Zatrzaśnięta 2-latka w aucie na parkingu przy galerii handlowej. Wybito szybę
Interweniowali policjanci.
Do zdarzenia doszło w środę w Luboniu. Do policjantów zadzwoniła zdenerwowana kobieta z informacją, że przy galerii handlowej przypadkowo doszło do zatrzaśnięcia jej 2-letniej córki w samochodzie. - Funkcjonariusze natychmiast pojechali we wskazane miejsce, gdzie przy samochodzie zastali zaniepokojonych rodziców dziecka. Próbowali oni bezskutecznie dostać się do wnętrza pojazdu - tłumaczy Anna Klój z poznańskiej policji.
Na miejscu ustalono, że dziecko jest w aucie już kilkanaście minut. Pojazd stał na słońcu, a policzkach malucha pojawiły się już rumieńce. W środku temperatura rosła z każdą minutą. - Mundurowi zdecydowali się wybić szybę za pomocą pałki służbowej i już po chwili 2-latka znalazła się w objęciach rodziców. Na szczęście dziewczynce nic się nie stało, nie potrzebowała pomocy medycznej. Ratunek policjantów przyszedł w samą porę - dodaje.

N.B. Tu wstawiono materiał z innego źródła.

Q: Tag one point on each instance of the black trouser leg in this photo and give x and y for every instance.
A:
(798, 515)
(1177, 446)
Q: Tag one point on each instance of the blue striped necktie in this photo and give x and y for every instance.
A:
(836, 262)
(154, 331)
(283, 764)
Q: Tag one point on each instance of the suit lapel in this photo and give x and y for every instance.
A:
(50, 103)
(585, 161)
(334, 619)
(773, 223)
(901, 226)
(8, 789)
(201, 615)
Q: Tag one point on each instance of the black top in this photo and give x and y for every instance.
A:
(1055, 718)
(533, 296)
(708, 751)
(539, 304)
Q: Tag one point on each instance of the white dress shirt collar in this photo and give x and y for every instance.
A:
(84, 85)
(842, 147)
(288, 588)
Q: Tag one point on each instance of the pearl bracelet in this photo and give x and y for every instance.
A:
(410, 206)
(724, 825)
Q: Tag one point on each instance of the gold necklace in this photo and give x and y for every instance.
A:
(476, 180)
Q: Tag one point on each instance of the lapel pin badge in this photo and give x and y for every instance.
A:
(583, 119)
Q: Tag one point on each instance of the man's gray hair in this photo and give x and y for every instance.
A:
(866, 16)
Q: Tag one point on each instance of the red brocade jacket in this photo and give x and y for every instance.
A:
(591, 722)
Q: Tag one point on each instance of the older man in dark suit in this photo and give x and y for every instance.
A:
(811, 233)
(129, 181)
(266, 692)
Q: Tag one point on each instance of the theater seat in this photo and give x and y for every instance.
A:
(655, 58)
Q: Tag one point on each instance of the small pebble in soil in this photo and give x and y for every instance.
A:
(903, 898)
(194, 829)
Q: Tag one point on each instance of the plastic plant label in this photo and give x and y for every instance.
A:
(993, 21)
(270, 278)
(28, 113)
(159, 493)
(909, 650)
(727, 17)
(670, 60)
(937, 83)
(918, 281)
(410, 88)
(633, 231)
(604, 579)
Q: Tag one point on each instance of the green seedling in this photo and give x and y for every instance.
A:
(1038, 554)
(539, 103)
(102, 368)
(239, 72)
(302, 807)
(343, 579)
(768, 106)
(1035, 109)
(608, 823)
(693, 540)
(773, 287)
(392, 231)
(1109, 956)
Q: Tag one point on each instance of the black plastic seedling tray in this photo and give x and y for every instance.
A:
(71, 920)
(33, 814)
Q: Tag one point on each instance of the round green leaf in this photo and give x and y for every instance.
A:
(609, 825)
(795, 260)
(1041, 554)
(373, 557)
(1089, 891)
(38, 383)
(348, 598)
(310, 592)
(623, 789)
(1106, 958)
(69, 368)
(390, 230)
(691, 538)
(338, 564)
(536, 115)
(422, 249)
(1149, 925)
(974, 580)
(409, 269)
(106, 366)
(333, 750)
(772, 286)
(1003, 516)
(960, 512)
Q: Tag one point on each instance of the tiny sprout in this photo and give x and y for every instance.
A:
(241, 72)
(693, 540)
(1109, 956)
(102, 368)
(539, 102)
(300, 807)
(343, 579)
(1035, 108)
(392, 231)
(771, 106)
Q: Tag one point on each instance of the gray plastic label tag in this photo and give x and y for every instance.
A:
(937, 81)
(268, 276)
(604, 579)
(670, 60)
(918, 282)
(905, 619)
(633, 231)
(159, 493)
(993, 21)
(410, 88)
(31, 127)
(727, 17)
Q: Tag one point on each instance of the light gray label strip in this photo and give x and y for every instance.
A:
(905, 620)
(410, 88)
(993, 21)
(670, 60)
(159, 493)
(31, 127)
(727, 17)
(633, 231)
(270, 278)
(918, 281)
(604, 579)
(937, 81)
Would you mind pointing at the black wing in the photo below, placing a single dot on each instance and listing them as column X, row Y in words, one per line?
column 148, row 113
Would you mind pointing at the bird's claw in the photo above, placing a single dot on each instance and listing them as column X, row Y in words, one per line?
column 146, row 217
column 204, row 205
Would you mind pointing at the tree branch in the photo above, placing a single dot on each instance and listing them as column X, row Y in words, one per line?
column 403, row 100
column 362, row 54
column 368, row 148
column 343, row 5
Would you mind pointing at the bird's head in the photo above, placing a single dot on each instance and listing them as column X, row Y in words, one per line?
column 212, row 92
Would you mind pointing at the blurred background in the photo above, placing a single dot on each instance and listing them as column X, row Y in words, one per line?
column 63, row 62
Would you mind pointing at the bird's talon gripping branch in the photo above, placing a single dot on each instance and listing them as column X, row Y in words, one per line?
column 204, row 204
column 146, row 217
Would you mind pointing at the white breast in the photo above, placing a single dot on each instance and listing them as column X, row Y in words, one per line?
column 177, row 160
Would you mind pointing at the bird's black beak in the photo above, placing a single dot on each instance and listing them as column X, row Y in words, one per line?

Sezon letni dopiero przed nami. Policja już teraz apelują o to, by nie zostawiać dzieci i zwierząt w samochodach choćby na moment. - Zwróćmy uwagę również na to, gdzie zostawiamy kluczyki od pojazdu, a także pod żadnym pozorem nie dawajmy ich do zabawy dziecku. Chwila naszej nieuwagi może zakończyć się tragicznie - kończy.